Given data \(X_1, \ldots, X_n\), we want to predict \(X_{n+1}\). Let \(\hat X(1)\) be 1-step predictor given \(X_1, \ldots, X_n\).
Let \(n=4\) for example. Then \(h-\)step linear predictor is \[ \hat X(h) = a_0 + a_1 X_4 + a_2 X_3 + a_3 X_2 + a_4 X_1 \] We wanto to find coefficients \(\{a_0,a_1, \ldots, a_n\}\) that minimize the prediction MSE, \[ E \Big[(\hat X(h) - X_{n+h})^2\Big] = E \Big[\big( a_0 + a_1 X_n + \cdots + a_n X_1 - X_{n+h}\big)^2\Big]. \] To do that, we’ll take \(\frac{\partial }{ \partial a_i}\), and set them equal to 0.
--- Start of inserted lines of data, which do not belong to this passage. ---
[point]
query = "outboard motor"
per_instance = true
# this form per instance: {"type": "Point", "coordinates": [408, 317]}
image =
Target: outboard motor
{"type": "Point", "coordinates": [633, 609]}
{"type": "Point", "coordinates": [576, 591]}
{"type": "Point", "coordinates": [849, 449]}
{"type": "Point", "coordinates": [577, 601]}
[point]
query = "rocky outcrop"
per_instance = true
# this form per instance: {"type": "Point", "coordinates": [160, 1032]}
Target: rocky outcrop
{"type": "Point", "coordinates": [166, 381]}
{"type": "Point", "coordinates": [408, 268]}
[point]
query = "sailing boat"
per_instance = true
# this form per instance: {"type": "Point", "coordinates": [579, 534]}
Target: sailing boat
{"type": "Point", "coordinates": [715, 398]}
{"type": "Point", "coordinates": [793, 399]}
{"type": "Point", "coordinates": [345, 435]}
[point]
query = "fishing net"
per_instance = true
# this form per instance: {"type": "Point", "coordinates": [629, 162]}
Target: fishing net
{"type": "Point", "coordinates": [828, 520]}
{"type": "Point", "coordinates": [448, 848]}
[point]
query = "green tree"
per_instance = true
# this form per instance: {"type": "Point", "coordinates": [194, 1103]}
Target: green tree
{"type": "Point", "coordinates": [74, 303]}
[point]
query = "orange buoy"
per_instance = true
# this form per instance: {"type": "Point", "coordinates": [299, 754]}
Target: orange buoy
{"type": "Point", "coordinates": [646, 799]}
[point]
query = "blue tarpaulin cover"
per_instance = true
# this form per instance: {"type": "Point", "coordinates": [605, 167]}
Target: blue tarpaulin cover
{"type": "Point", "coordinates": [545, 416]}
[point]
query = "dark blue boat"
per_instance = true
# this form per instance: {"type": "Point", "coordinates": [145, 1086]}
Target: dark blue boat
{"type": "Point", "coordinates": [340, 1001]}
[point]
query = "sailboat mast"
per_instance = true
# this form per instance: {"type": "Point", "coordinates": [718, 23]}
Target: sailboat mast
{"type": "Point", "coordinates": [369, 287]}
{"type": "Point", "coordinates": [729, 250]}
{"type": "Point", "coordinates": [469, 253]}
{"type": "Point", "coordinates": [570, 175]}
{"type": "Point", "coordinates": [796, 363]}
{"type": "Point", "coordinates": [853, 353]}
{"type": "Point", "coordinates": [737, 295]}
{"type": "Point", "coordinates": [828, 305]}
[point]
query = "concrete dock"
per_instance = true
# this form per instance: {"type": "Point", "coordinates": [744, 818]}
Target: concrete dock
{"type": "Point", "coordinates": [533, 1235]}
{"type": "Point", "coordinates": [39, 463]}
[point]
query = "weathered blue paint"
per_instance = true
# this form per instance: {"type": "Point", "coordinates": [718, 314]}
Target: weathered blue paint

First, we take \(\frac{\partial }{ \partial a_0}\). Letting it go inside the expectation, \[ \begin{align} \frac{\partial } { \partial a_0} E \Big[(\hat X(h) - X_{n+h})^2 \Big] & = \hspace3mm \frac{\partial } { \partial a_0} E \Big[ ( a_0 + a_1 X_4 + a_2 X_3 + a_3 X_2 + a_4 X_1 \hspace2mm - \hspace2mm X_{4+h})^2 \Big] \\\\ & = \hspace3mm E \Big[2 ( a_0 + a_1 X_4 + a_2 X_3 + a_3 X_2 + a_4 X_1 \hspace2mm - \hspace2mm X_{4+h}) \Big] \\\\ & = \hspace3mm 2 a_0 + 2 a_1 E\big[ X_4 \big] + 2 a_2 E\big[ X_3 \big] + 2 a_3 E\big[ X_2 \big] + 2 a_4 E\big[ X_1 \big] \hspace2mm - \hspace2mm E\big[ X_{4+h}\big] \hspace3mm = \hspace3mm 0 \end{align} \]
That means, since \(E(X_t)=0\), \[ 2a_0 \hspace3mm = \hspace3mm 0 \hspace10mm \mbox{ or, } \hspace10mm a_0 = 0. \]
Second, Plugging in \(a_0=0\), now we take \(\frac{\partial } { \partial a_1}\). We have \[ \begin{align} \frac{\partial } { \partial a_1} E \Big[(\hat X(h) - X_{n+h})^2\Big] & = \hspace3mm \frac{\partial } { \partial a_1} E \Big[ ( a_1 X_4 + a_2 X_3 + a_3 X_2 + a_4 X_1 \hspace2mm - \hspace2mm X_{4+h})^2 \Big] \\\\ & = \hspace3mm E \Big[2 ( a_1 X_4 + a_2 X_3 + a_3 X_2 + a_4 X_1 \hspace2mm - \hspace2mm X_{4+h}) \,\, X_4 \Big] \hspace3mm = \hspace3mm 0 \end{align} \]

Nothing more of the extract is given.